4) PSQL can *never* replace Oracle
5) It's a conspiracy! Larry wants to squeeze more from us because Oracle cost more on Intel platforms!!
I just speak from a DBA's standpoint, that:
1) As many has pointed out, Linux is not necessary = intel. Oracle being on Linux doesn't mean abandoning others.
2) If you have really admin/develop on Oracle you must know that Oracle relies heavily on Java, and Java is SUN's. I can only see Oracle and SUN would get more close than any other time in history.
3) & 4) PSQL can *not* beat Oracle now, if you get to know more about Oracle you'd understand how insufficient PSQL is. However, it doesn't mean PSQL, or any other DBMS, can't beat Oracle in the future. I still remember the day when Oracle 5 was regarded as 'cheap' and 'pathetic loser' among DBMS. Look at Solid DBMS, it goes from free to a very successful commercial DBMS in just a couple of year.
5) I failed to find a way to buy a cheaper Oracle for non-intel platforms, compare Mhz by Mhz.

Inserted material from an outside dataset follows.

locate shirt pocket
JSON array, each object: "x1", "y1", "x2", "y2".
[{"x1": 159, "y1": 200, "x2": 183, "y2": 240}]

My guess(again, from a DBA's view) is that Larry is not satisfying with the database business in midrange systems. Oracle works great on mainframe and it generates multi-billions profit, while it's always been a big trouble support midrange market because the variety is vast(you name it, SUN, AIX, HP-UX...all with lines of different hardware and software version). Compare to Linux it is relatively simple(note relatively).
Frankly I'm not sure whether Larry and his crews would like to use Linux to fight in midrange market, I'd really doubt about it not because I've little confidence in Linux, but because I felt that even Oracle staffs has then same attitude to Linux as those in Microsoft, that Linux is good for fighting below-midrange market. Of course, I'd disagree if they ask me - I run parallel-replicated Oracle server with Linux's load-balancing with RAID 5 and JFS. It's very depending on how many Linux developers/admins can support the midrange market.